To sustain those kinds of expectations, while at the same time maintaining their credibility by demonstrating that they take the inflation data seriously, Jay Powell and his merry band had to get the message just right. It looks like they did.

The language in yesterday’s statement was all but identical to the one from April, excepting a little verbiage about where we are with the virus. Policy, and the official outlook for future policy, are unchanged. 

The dot plots, which show where individual FOMC members expect monetary policy to go, moved up for 2022 and 2023:

The significance of this is that the mean committee member’s expectation is for two rate increases in 2023, more than expected. The committee’s average core inflation expectations for this year also rose sharply, from 2 per cent to 3 per cent, which looked hawkish, too.

So has the Fed changed its stance? Is it leaning hawkish now? In his press conference after the two-day FOMC meeting, Powell said that the Fed was “talking about talking about” tapering its asset purchases, but emphatically not actually talking about it yet. And he played down the significance of the dots: 

These are of course individual projections, they’re not a committee forecast, they’re not a plan, and we did not actually have a discussion of whether lift off is appropriate at any particular year. Because discussing lift off now would be highly premature, it wouldn’t make any sense . . . the dots are not a great forecaster of future rate moves and that’s because it’s so highly uncertain, there is no great forecaster of future rates, so [the] dots have to be taken with a big grain of salt.

This threads the needle. The dot plot and inflation expectation averages demonstrate that the committee members are not blind. They see the data and adjust their expectations. But the statement and Powell’s comments tell you that as a group they are sticking with their bet. Inflation looks transitory, and for the bit of the future that can be foreseen, monetary policy does not need to change.

Both pundits and the market responded with a bit of a wobble initially. The S&P 500 fell 1 per cent. Five-year Treasury yields hopped. Before the press conference, Aberdeen Standard economist James McCann summed up the mood:

This is not what the market expected. The Fed is now signalling that rates will need to rise sooner and faster, with their forecast suggesting two hikes in 2023. This change in stance jars a little with the Fed’s recent claims that the recent spike in inflation is temporary. If price volatility is temporary then there’s no obvious reason why they need to raise rates sooner than planned, especially with the labour market having disappointed of late.

But by the end of the day stocks, at least, had clawed back most of those losses. Tomorrow may bring a different consensus, but it seems to me the Fed did as well as it could have against high expectations and a difficult economic set up. 

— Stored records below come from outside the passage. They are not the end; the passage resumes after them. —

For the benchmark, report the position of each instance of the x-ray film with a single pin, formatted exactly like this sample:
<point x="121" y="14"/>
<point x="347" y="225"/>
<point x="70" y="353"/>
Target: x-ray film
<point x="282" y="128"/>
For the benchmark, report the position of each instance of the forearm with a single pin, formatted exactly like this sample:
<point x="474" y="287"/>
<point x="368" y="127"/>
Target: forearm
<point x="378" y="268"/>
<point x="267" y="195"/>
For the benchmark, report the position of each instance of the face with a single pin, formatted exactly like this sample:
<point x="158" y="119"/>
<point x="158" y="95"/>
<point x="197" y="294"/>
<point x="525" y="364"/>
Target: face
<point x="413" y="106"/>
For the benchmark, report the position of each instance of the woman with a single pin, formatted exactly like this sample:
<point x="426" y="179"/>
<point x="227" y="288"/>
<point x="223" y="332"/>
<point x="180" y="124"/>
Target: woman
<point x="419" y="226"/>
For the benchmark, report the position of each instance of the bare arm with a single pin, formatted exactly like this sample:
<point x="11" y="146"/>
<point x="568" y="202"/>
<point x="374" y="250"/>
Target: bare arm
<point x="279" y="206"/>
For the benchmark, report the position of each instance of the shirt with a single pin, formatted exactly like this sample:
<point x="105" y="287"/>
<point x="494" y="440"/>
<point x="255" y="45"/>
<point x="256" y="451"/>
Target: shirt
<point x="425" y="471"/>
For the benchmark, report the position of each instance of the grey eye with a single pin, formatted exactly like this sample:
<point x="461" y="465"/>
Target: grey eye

For what little it may be worth, my own guess is that the Fed will win its inflation bet, for the simple-minded reason that the price spikes I see are in things that one would expect to spike after a pandemic. Hence my argument about lumber prices yesterday (which to my amusement Powell more or less repeated on Wednesday). Lumber is theoretically linked to easy monetary and fiscal policy, by way of hot housing demand. But a closer look at lumber’s particular supply/demand issues shows how pandemic specific they are, and prices are rolling over now, as you would expect.

I am more worried about a growth disappointment than inflation, given what is priced into markets and the coming deceleration in fiscal stimulus and the money supply.

My confidence about these guesses? Low, and I hope the FOMC feels the same way. As Powell said yesterday: “Forecasters have a lot to be humble about; it’s a highly uncertain business.”

One good read

In The New Yorker, a review of a new book on the history of charts and graphs, with lots of good examples of how the right illustration can be the difference between seeing the truth and missing it.